Students will be able to buy a one-day pass for SEPTA for $10 that allows them to ride all of the city’s transit system to get to and from events. Students can also get discounts with their pass.
The College Festival is designed to acquaint students with the social opportunities available to students in Philadelphia, according to Deputy Director of Commerce Duane Bumb.
“From a larger perspective [beyond the Festival], the city wants to attract students to Philadelphia and keep them here,” said Bumb.
To this end, the city, non-profit groups and local corporations have designed a three-stage strategy, according to the Director of Campus Philly, John Herrmann.
Campus Philly is a non-profit organization that runs campusphilly.org, a website Herrmann says is intended to connect college students in the region “to each other and their communities.”
The Campus Philly Website and the College Festival represent one part of this strategy, namely, to make students familiar with Philadelphia as a place to live.
“I think a lot of students feel that events [in Philadelphia] are for people besides them,” he added.
Local corporations in the “knowledge industry” are particularly interested in getting more students to stay in the region.
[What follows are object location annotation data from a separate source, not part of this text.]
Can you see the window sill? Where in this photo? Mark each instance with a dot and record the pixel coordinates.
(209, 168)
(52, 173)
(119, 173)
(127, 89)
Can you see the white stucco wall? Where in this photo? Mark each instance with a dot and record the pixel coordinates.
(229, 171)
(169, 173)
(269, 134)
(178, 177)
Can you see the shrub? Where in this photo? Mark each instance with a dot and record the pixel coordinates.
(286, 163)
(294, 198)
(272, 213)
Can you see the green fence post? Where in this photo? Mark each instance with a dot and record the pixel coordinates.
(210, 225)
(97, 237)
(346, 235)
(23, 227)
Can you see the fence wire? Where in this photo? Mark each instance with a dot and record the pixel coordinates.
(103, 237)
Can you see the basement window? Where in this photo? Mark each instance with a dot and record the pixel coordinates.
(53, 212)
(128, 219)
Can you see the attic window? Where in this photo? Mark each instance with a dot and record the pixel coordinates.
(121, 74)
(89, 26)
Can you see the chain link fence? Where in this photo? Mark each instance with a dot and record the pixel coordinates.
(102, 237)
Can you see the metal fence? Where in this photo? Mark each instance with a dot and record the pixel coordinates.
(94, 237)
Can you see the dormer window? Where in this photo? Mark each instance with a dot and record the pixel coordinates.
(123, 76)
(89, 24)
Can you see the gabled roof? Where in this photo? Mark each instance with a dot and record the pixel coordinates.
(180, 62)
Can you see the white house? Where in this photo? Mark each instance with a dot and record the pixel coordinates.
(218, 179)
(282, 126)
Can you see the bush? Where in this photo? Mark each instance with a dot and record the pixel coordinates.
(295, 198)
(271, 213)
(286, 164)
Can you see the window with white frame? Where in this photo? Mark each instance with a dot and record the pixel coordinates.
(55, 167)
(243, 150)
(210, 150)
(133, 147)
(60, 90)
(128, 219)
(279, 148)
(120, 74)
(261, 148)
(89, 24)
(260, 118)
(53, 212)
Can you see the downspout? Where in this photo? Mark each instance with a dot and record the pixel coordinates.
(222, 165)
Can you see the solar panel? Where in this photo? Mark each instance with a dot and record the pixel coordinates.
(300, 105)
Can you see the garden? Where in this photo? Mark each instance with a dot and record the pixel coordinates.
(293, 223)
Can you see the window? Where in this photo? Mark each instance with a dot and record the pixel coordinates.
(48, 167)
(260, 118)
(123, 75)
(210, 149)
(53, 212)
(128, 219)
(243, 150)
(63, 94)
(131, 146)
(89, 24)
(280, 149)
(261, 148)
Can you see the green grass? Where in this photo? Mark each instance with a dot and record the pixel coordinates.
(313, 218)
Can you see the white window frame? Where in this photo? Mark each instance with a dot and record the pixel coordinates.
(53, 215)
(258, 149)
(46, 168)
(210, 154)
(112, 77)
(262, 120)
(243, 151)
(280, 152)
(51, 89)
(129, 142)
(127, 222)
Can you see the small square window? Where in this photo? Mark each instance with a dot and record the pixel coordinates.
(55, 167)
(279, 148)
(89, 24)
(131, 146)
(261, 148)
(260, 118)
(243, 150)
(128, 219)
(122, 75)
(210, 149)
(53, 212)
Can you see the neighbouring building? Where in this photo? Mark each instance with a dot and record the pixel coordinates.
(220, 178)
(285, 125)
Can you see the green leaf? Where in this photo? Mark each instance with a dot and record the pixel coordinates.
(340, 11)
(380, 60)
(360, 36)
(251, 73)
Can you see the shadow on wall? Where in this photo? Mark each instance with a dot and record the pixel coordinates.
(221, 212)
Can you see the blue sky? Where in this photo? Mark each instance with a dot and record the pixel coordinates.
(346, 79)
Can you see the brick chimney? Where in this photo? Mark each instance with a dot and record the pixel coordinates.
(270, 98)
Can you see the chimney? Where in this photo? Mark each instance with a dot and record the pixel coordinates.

According to Bumb, the knowledge industry is made up of companies in fields like biotechnology and scientific research.
“However, regardless of major, with the fast changing economy, liberal arts students are in a great position to take advantage of career opportunities,” Bumb said.
He added that “Fall was the right time to introduce students to the assets and amenities” of Philadelphia through the College Festival.
“We want to show people why Philadelphia is a great place to live,” said Bumb.
He described the SEPTA pass as a way to get students acquainted with the city’s public transportation system.
He said that many students from outside the city are uneasy using SEPTA, and they hope to change this.
During the next year, Bumb said, there will be a variety of programs including interview skill seminars and a business plan competition geared towards interesting students in local companies.
Attracting students to Philadelphia is the third goal of the overall initiative. The Knowledge Industry Partnership is leading this effort.
The partnership is a coalition of colleges and universities, civic groups, and businesses, according to the partnership’s project manager, Annette Goldberg.
“We want to make people aware of Philadelphia as a college destination,” said Goldberg.
The partnership is set to begin a marketing campaign to help attract students.
The campaign will include print ads in The New York Times and US News and World Report, as well as “niche marketing” aimed at students with specific interests.
The partnership is also working with Campus Visit Philadelphia, an organization that helps high school students make travel arrangements to visit schools in Philadelphia.
Campus Visit offers discounts on airline and train travel as well hotel stays in the city.